Notre troisième hypothèse postulait l'existence d'un lien entre métacognition et fonctionnement exécutif. Les résultats obtenus lors des analyses de régression paraissent assez peu compatibles avec cette hypothèse puisque seul le score de Gamma corrélait avec l'épreuve d'inhibition de Hayling (nombre de pénalités). Ces données sont assez comparables à celles obtenues par Langevin (1995). L'auteur avait observé, auprès de 30 traumatisés crâniens avec lésions impliquant les lobes frontaux, des dissociations, voir des doubles dissociations entre métamémoire (mesure indépendante) et fonctionnement exécutif (formation de concepts et planification). Dans l’étude de Schnyer et al. (2004), aucune corrélation n’a été retrouvée entre score de Hamman (mesure concourante) et mesures classiques du fonctionnement exécutif chez 14 patients présentant des lésions frontales (dont 12 patients avec des lésions circonscrites aux lobes frontaux). Nos analyses en profils individuels sont concordantes avec ces éléments. Toutes ces données vont finalement à l'appui des modèles de Stuss et Benson (1986) et Schacter (1990) pour qui la métamémoire et les fonctions exécutives sont séparées dans la configuration du système cognitif (voir aussi Vallar, 1991).

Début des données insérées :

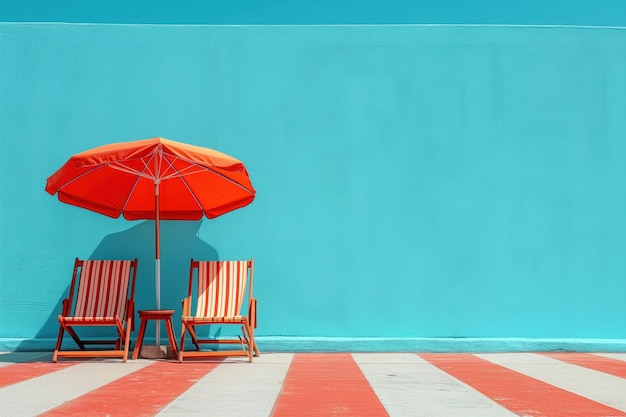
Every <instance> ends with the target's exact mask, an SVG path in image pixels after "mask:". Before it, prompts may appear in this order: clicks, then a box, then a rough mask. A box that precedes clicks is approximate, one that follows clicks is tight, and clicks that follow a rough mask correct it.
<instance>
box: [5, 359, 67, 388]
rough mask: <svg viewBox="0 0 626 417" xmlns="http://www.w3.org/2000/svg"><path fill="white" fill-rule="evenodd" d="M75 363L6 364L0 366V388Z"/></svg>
mask: <svg viewBox="0 0 626 417" xmlns="http://www.w3.org/2000/svg"><path fill="white" fill-rule="evenodd" d="M74 365H75V363H71V362H64V363H51V362H24V363H16V364H15V365H8V366H5V367H3V368H0V388H3V387H6V386H8V385H12V384H17V383H18V382H23V381H26V380H29V379H32V378H36V377H38V376H42V375H46V374H49V373H51V372H56V371H60V370H61V369H65V368H67V367H69V366H74Z"/></svg>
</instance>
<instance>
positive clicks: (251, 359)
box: [243, 322, 254, 362]
mask: <svg viewBox="0 0 626 417" xmlns="http://www.w3.org/2000/svg"><path fill="white" fill-rule="evenodd" d="M243 326H244V328H245V333H248V335H247V337H246V340H247V341H248V361H249V362H252V356H253V354H254V348H253V345H254V336H252V332H251V331H250V325H249V324H248V322H245V323H244V324H243ZM244 336H245V335H244Z"/></svg>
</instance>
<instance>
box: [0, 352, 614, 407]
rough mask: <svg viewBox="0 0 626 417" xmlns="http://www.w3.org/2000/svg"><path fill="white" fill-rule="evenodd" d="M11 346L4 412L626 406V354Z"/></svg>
mask: <svg viewBox="0 0 626 417" xmlns="http://www.w3.org/2000/svg"><path fill="white" fill-rule="evenodd" d="M50 358H51V354H50V353H45V352H39V353H38V352H14V353H4V354H0V416H7V417H21V416H37V415H45V416H81V417H84V416H133V417H137V416H172V417H173V416H220V417H229V416H233V417H234V416H237V417H254V416H259V417H260V416H273V417H282V416H318V417H319V416H358V417H368V416H411V417H415V416H428V417H464V416H467V417H499V416H503V417H504V416H536V417H574V416H581V417H583V416H584V417H593V416H598V417H599V416H602V417H609V416H611V417H613V416H626V353H614V354H610V353H488V354H466V353H464V354H460V353H459V354H455V353H442V354H433V353H424V354H420V353H352V354H350V353H296V354H292V353H264V354H262V355H261V356H260V357H258V358H255V360H254V362H253V363H252V364H250V363H248V362H247V360H246V359H245V358H225V359H221V360H211V361H197V360H194V361H189V362H185V363H183V364H180V363H178V362H175V361H171V360H148V359H139V360H129V361H128V362H126V363H123V362H122V361H121V360H117V359H81V360H67V359H64V360H61V361H59V363H51V362H50Z"/></svg>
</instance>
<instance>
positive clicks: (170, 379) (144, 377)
mask: <svg viewBox="0 0 626 417" xmlns="http://www.w3.org/2000/svg"><path fill="white" fill-rule="evenodd" d="M218 364H219V363H218V362H196V363H193V362H189V363H184V364H180V363H174V362H156V363H154V364H152V365H149V366H147V367H145V368H142V369H140V370H138V371H136V372H133V373H131V374H129V375H127V376H125V377H123V378H119V379H117V380H115V381H113V382H111V383H109V384H106V385H104V386H102V387H101V388H98V389H96V390H94V391H91V392H89V393H87V394H85V395H82V396H80V397H78V398H76V399H74V400H72V401H69V402H67V403H65V404H63V405H61V406H59V407H56V408H54V409H52V410H50V411H48V412H46V413H44V414H41V415H40V416H45V417H53V416H59V417H62V416H76V417H79V416H80V417H89V416H108V417H148V416H154V415H156V414H157V413H158V412H159V411H160V410H161V409H163V407H165V406H166V405H168V404H169V403H170V402H172V401H173V400H174V399H175V398H176V397H178V396H180V395H181V394H182V393H183V392H185V391H186V390H187V389H189V387H191V386H192V385H193V384H195V383H196V382H197V381H198V380H199V379H200V378H202V377H203V376H205V375H206V374H207V373H209V372H211V371H212V370H213V369H215V367H217V365H218ZM86 377H88V376H86Z"/></svg>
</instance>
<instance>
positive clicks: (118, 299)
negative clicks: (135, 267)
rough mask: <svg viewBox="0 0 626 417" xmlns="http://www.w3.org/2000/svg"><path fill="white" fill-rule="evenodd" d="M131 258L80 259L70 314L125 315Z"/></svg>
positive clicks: (130, 269) (91, 316)
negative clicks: (79, 273)
mask: <svg viewBox="0 0 626 417" xmlns="http://www.w3.org/2000/svg"><path fill="white" fill-rule="evenodd" d="M131 264H132V261H121V260H86V261H82V267H81V270H80V282H79V285H78V294H77V295H76V307H75V308H74V317H89V318H98V317H115V316H118V317H120V318H122V319H124V318H125V317H126V300H127V298H128V283H129V280H130V277H131Z"/></svg>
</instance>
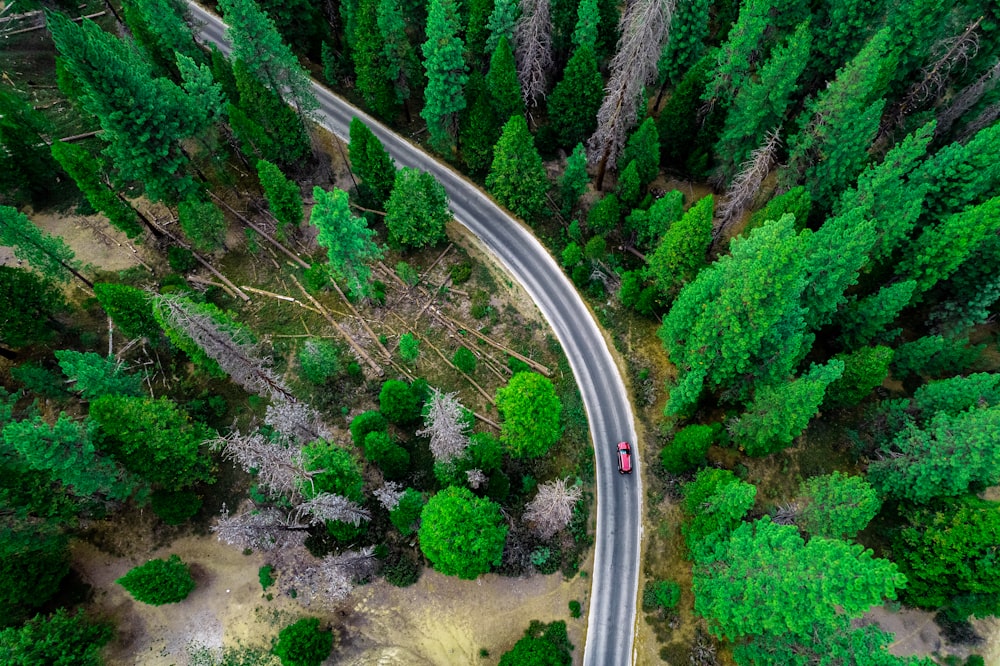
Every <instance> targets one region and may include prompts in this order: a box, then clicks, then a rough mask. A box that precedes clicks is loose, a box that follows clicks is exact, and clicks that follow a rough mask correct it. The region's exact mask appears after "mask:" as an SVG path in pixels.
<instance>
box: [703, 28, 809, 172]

Pour conclure, il nous semblerait utile, sur le plan théorique, de déconstruire la notion de métamémoire (auto-évaluation, sentiment de savoir, prédiction de rappel). Ce concept, qui regroupe plusieurs notions et plusieurs niveaux, dont celui de l’anosognosie, reste imprécis. L'absence de relation entre mesures « d’anosognosie » (questionnaire) et de « métamémoire » (mesures de prédiction et jugement FOK) relevée dans ce travail plaide en ce sens. Il semble également que la métamémoire et les capacités exécutives correspondent à 2 niveaux fonctionnels différents dans l'architecture des processus cognitifs comme le montre ici l'absence de liens entre mesures métamnésiques et scores exécutifs. Pour aller plus avant dans ce type de logique, il sera certainement utile d'introduire d'autres outils d'investigation des processus métamnésiques tels ceux proposés par Flavell (1979) et/ou Nelson et Narens (1990, 1994) et de privilégier des analyses en profils individuels.